We have fallen into a mood where we’re not certain how to feel about anything, so we often find ourselves laughing at absurd intervals and inexplicably weeping over seemingly nothing—so imbalanced that we have forgotten what has value and what is meaningless.
Therefore, many times we find ourselves crying buckets over public service announcements concerning the mistreatment of dogs in kennels, while we can’t come up with the solution for protecting our children from gun violence in school—even when their bodies are stacked next to the monkey bars on the playground.
We become offended by the deaths of unborn children, while we’re seemingly untouched by starving, abused and caged young humans all over the world—even at our own border.
We will mourn over our religion and never shed a tear for the human beings it is poised to serve.

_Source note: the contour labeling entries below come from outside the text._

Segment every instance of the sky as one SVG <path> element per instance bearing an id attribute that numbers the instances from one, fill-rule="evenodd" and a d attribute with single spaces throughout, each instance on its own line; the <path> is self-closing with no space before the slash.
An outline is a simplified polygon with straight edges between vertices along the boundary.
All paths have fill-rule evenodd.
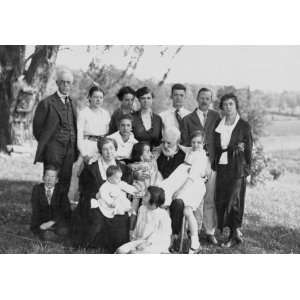
<path id="1" fill-rule="evenodd" d="M 145 46 L 135 71 L 141 79 L 160 80 L 169 66 L 168 82 L 250 86 L 281 92 L 300 91 L 300 46 L 184 46 L 172 60 L 176 46 L 160 56 L 162 46 Z M 114 46 L 103 58 L 124 68 L 123 46 Z M 103 57 L 102 47 L 63 46 L 57 64 L 85 70 L 93 57 Z"/>

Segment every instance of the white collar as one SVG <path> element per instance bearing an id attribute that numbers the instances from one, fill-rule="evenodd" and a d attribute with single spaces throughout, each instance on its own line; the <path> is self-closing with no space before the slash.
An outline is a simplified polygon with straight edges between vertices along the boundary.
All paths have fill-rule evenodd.
<path id="1" fill-rule="evenodd" d="M 208 115 L 208 111 L 209 111 L 209 109 L 206 111 L 206 116 Z M 197 108 L 197 114 L 204 116 L 204 112 L 199 107 Z"/>
<path id="2" fill-rule="evenodd" d="M 56 93 L 57 93 L 58 97 L 61 99 L 61 101 L 62 101 L 63 103 L 65 103 L 65 98 L 66 98 L 66 97 L 69 97 L 69 95 L 64 95 L 64 94 L 62 94 L 62 93 L 59 91 L 59 89 L 57 89 Z"/>
<path id="3" fill-rule="evenodd" d="M 52 188 L 47 188 L 47 187 L 46 187 L 46 185 L 45 185 L 44 187 L 45 187 L 45 191 L 47 191 L 47 190 L 50 190 L 50 191 L 51 191 L 51 193 L 53 193 L 53 191 L 54 191 L 54 187 L 52 187 Z"/>
<path id="4" fill-rule="evenodd" d="M 116 165 L 116 161 L 114 162 L 114 164 L 112 165 Z M 104 162 L 103 158 L 100 156 L 100 158 L 98 159 L 98 167 L 99 167 L 99 171 L 101 174 L 101 177 L 103 180 L 106 180 L 106 169 L 111 166 L 108 165 L 106 162 Z"/>
<path id="5" fill-rule="evenodd" d="M 231 132 L 232 132 L 232 130 L 235 128 L 235 126 L 236 126 L 237 122 L 239 121 L 239 119 L 240 119 L 240 115 L 236 114 L 234 123 L 232 125 L 228 126 L 228 125 L 225 125 L 225 117 L 223 117 L 222 120 L 220 121 L 219 125 L 215 129 L 215 131 L 218 132 L 218 133 L 222 133 L 226 130 L 231 130 Z"/>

Since we have no control over our emotions and they are liable to sprout at bizarre intervals, we become aggravated with one another for being maudlin or failing to care enough for something that should be deemed tragic.
Even as we lament climate change, we’re angry at humans for the dilemma, never realizing that the reason for preventing planet destruction is to bless and honor our fellow Earthlings.
Insanity is any time we insist that what we hold to be important and essential should be universally accepted as holy.
Some people just don’t bow their heads when they see a cross.
And other folks don’t wince and blink back tears when a dog is scrounging in the wilderness.
It will take a concerted effort for us to once again be able to come up with a clear vision for what is truly significant.
But we might start with: Is it hurting others?